Aurore Martin, 33 ans, a été arrêtée jeudi à Mauléon (Pyrénées-Atlantiques) puis remise aux autorités espagnoles.
Madrid lui reproche des "faits de participation à une organisation terroriste et terrorisme". En clair: avoir participé en Espagne à des réunions publiques comme membre de Batasuna ("unité", en basque).
Ce parti, considéré par l'Espagne comme le bras politique de l'organisation séparatiste basque ETA, est interdit outre-Pyrénées mais légal en France.
Incarcérée depuis vendredi à la prison Soto del Real, près de Madrid, Aurore Martin encourt jusqu'à 12 ans de prison.
Jointe dimanche par l'AFP, son avocate espagnole, Jone Celaya, du barreau de Bilbao (nord), a indiqué que sa cliente allait "bien" et qu'elle allait déposer lundi une demande de mise en liberté.
Me Celaya a confié nourrir peu d'espoirs que cette demande aboutisse car elle sera examinée par le même juge qui a placé sa cliente en détention.

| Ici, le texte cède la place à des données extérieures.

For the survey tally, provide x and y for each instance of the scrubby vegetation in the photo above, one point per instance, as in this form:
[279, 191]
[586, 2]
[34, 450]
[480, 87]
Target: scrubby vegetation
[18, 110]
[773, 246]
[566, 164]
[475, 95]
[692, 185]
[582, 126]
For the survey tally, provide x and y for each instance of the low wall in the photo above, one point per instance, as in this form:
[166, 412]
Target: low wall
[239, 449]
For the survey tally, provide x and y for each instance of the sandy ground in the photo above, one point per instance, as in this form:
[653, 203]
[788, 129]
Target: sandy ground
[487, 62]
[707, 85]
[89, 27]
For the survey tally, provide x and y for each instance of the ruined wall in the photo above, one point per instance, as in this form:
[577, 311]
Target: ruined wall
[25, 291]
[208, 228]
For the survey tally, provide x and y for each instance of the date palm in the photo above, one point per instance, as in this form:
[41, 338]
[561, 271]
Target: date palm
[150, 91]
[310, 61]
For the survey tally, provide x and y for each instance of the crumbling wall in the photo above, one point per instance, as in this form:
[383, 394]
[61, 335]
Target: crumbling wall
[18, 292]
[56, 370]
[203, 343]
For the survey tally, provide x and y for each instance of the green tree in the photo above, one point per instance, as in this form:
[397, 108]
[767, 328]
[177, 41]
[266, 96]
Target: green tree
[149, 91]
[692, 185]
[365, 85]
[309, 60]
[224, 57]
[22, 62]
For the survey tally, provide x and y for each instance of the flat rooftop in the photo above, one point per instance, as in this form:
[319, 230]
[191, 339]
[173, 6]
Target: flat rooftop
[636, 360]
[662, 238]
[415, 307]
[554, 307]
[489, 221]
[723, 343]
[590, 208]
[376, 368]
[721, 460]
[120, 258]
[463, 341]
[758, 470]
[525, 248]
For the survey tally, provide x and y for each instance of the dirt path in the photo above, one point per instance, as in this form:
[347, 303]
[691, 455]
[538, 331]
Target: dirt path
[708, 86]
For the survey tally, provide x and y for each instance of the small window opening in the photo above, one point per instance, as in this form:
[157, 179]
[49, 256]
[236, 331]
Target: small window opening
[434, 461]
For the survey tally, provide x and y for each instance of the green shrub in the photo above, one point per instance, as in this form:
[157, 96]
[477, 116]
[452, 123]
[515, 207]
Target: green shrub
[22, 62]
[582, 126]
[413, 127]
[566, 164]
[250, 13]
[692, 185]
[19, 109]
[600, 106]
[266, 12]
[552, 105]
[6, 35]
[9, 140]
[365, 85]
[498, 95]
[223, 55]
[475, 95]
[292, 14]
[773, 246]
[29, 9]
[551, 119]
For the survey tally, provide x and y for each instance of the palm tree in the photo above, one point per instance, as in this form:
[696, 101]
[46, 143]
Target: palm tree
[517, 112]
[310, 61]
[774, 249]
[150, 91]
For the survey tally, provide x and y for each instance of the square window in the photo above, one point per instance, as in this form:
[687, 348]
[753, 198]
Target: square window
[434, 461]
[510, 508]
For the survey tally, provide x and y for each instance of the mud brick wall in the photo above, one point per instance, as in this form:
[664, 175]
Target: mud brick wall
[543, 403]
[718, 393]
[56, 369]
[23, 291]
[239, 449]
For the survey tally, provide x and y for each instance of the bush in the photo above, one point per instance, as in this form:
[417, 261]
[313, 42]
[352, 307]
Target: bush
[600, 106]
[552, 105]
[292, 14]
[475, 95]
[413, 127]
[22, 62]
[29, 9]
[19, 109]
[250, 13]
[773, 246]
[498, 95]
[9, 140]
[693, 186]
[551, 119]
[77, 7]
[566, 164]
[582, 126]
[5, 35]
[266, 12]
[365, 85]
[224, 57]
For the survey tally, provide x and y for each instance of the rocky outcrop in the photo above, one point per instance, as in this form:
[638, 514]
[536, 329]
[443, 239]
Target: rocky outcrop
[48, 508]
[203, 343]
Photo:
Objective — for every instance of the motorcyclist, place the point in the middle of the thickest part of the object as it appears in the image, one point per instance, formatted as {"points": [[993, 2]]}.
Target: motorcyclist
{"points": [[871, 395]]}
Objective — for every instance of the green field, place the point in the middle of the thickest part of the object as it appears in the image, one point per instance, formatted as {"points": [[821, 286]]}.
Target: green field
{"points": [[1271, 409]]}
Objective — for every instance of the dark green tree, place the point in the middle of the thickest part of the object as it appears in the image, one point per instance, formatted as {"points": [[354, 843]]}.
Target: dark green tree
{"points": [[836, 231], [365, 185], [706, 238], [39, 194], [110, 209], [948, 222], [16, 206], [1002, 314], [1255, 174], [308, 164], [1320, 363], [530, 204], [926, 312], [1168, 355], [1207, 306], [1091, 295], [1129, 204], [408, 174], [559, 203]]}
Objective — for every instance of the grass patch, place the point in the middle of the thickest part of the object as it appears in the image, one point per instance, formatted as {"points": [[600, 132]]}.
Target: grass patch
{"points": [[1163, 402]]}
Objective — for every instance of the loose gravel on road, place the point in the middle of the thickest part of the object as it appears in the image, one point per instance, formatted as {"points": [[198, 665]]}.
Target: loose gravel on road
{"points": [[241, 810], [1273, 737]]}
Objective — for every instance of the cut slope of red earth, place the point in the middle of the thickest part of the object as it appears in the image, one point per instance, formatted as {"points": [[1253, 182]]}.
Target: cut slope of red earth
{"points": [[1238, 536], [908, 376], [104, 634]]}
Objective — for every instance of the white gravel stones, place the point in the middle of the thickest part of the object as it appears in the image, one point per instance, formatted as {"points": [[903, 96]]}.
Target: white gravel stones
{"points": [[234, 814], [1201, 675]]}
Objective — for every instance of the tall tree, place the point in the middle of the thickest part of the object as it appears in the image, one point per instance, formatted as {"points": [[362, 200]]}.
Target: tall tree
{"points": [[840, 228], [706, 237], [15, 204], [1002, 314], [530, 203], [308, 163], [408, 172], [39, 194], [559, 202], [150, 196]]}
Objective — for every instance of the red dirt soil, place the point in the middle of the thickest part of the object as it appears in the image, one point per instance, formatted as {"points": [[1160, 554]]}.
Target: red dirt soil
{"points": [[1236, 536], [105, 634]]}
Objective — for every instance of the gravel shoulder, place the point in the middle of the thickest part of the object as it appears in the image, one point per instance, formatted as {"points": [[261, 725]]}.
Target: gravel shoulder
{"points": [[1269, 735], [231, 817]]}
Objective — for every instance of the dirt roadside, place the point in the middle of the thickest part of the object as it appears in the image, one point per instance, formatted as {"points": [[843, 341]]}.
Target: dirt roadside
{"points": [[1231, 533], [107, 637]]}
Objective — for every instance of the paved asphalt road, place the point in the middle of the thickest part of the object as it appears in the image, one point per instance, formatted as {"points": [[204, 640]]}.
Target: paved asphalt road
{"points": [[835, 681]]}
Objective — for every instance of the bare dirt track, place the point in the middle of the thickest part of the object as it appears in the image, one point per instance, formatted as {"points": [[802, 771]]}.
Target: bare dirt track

Elle s'est en revanche montrée plus optimiste pour le second recours "car l'affaire sera jugée par trois nouveaux magistrats".
Selon elle, les décisions devraient être rendues rapidement, comme c'est généralement le cas sur des questions de liberté.
Elle estime toutefois que sa cliente pourrait rester en détention "quelques semaines", voire "quelques mois".